The court or commission before which an action was instituted, or in which an action may be pending at the time of settlement, compromise, or verdict, or in any chancery court of proper venue, upon the petition of the client or attorney at law, shall determine and enforce the lien created by this section.

Appellants’ argument is that the federal district court, not the circuit court, is the court in which appellee should have sought the determination and enforcement of his lien because the federal district court is the court “before which an action was instituted” on their behalf against the Kingsbury trust. Appellee responds with the argument that the circuit court is the proper court to determine and enforce his lien because it is the court in which his suit on the contract was instituted.

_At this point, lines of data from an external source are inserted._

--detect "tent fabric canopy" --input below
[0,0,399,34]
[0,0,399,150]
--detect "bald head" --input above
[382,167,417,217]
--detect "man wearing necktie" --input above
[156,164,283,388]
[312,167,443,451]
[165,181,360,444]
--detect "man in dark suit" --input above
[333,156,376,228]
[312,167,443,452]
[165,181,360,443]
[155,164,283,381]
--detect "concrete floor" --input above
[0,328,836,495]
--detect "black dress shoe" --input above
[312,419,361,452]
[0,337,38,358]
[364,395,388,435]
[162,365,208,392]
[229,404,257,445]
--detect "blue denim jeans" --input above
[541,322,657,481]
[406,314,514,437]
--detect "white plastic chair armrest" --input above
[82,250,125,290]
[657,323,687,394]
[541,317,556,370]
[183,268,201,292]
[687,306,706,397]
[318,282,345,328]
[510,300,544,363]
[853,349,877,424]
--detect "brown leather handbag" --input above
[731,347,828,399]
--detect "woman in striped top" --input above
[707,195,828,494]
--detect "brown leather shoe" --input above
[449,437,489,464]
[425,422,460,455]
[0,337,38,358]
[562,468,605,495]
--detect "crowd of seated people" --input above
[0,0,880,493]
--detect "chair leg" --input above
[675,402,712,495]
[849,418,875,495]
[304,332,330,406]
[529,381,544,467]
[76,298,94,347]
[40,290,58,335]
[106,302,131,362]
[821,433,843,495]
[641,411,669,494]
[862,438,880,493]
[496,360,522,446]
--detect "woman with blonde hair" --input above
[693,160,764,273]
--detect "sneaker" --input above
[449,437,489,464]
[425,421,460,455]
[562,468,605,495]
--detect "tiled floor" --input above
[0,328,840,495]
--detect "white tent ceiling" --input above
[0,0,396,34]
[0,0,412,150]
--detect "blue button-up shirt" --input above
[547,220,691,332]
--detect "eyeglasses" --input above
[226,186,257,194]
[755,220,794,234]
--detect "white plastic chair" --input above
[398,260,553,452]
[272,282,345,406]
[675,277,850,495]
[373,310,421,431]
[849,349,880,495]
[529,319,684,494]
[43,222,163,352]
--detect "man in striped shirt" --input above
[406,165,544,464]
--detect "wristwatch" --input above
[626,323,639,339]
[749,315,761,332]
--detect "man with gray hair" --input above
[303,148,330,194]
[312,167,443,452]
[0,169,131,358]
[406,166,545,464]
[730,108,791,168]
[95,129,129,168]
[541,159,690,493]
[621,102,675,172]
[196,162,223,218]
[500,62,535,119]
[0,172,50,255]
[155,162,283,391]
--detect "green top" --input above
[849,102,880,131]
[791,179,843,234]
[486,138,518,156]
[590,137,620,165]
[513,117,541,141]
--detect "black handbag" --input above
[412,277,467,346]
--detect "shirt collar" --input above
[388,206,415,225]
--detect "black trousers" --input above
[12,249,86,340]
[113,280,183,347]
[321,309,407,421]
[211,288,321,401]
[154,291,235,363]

It is significant to note that despite the language in which both parties present their arguments to this court, the circuit court’s order did not specifically grant appellee a lien. The order declared appellee’s rights under the contingent fee contract. We previously determined that the circuit court could do just that — declare the parties’ rights under the attorney-client contract. However, the circuit court erred in making the particular declaration allowing appellee a 20 % interest in appellants’ potential recovery against the Kingsbury trust and estate. Instead of making such a declaration, the circuit court should have considered a declaration of whether or not appellee was entitled to a fee based on quantum meruit as is required by the application of Goodman, 294 Ark. 25, 741 S.W.2d 233, and section 16-22-304(d) to the facts of this case. Our reasoning in determining the circuit court’s error follows.

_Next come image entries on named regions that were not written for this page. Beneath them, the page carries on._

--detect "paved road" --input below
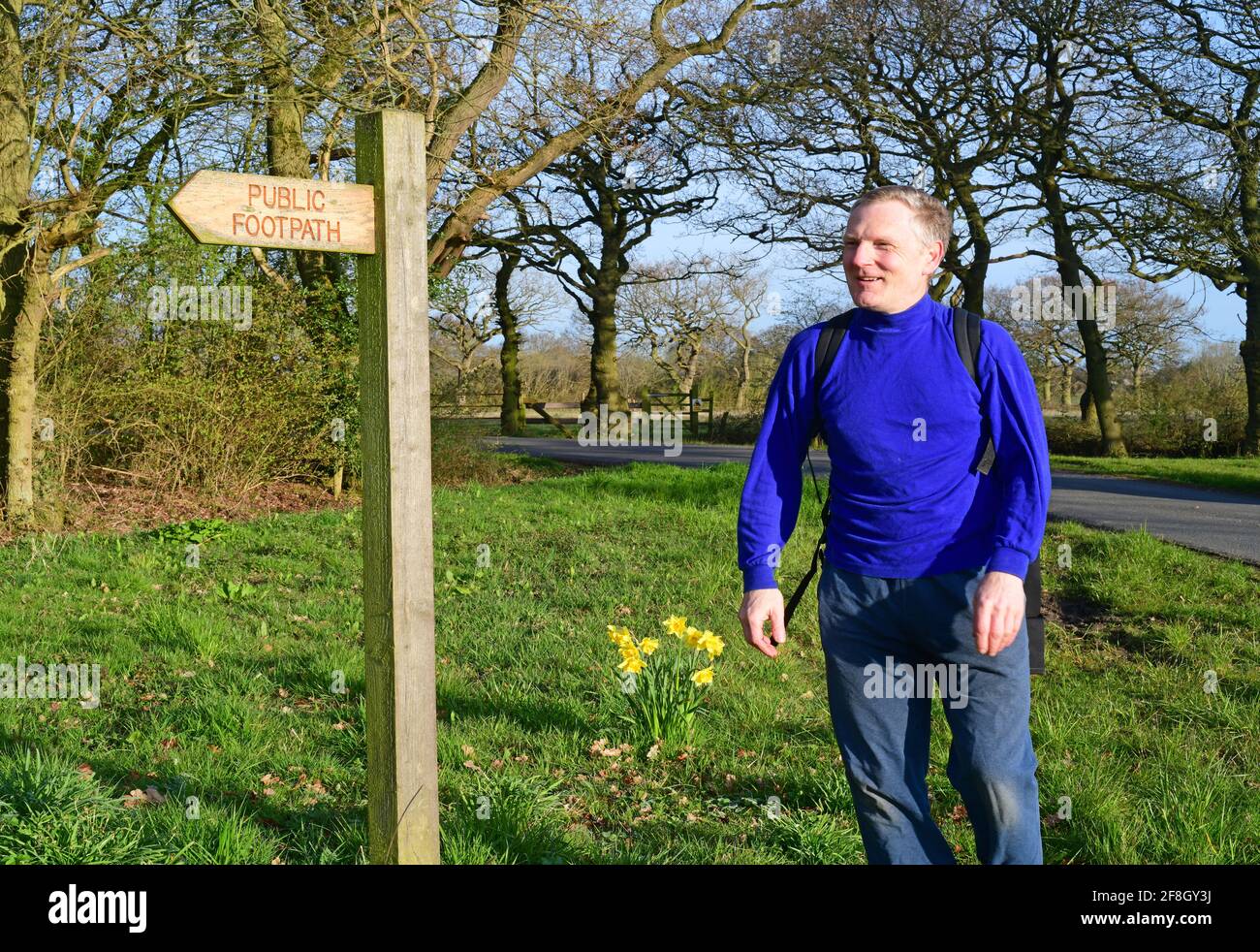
[488,436,1260,565]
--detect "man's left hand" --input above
[971,571,1025,657]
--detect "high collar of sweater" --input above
[853,291,937,332]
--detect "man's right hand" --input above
[740,588,788,658]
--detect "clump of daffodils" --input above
[609,616,726,746]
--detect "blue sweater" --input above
[739,286,1050,591]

Goodman, 294 Ark. 25, 741 S.W.2d 233, limited a discharged attorney suing on his contingent fee contract to a quantum meruit recovery. That was so even though the language to the effect that the contract governs was a part of the Attorneys Lien Law at the time the Goodman case was decided. See Ark. Code Ann. § 16-22-301 (1987) and Ark. Code Ann. § 16-22-302 (Supp. 1991). We need only state parenthetically that, if the lien law was the basis of the decision in the case now before us, it was handled in the wrong court. Here the trial court simply entered declaratory judgment that the lawyer was entitled to the amount contracted for. No mention is made in the court’s order of the lien statute. It was apparently just a declaration of the discharged attorney’s common law remedy. The declaration conflicts with our determination in the Goodman case that the discharged attorney’s recovery is limited to quantum meruit. The General Assembly, by repeating its statement in the lien law that an attorney-client contract governs the attorney’s right to a fee, has not altered the common law. The circuit court’s judgment of declaration is therefore reversed and remanded.

Because we reverse on the first issue, it is not necessary to address appellants’ second argument that the circuit court erred in awarding damages not contemplated by the parties. See UHS of Arkansas v. Charter Hospital, 297 Ark. 8, 759 S.W.2d 204 (1988).

Reversed and remanded.

Holt, C.J., Hays and Brown, JJ., dissent.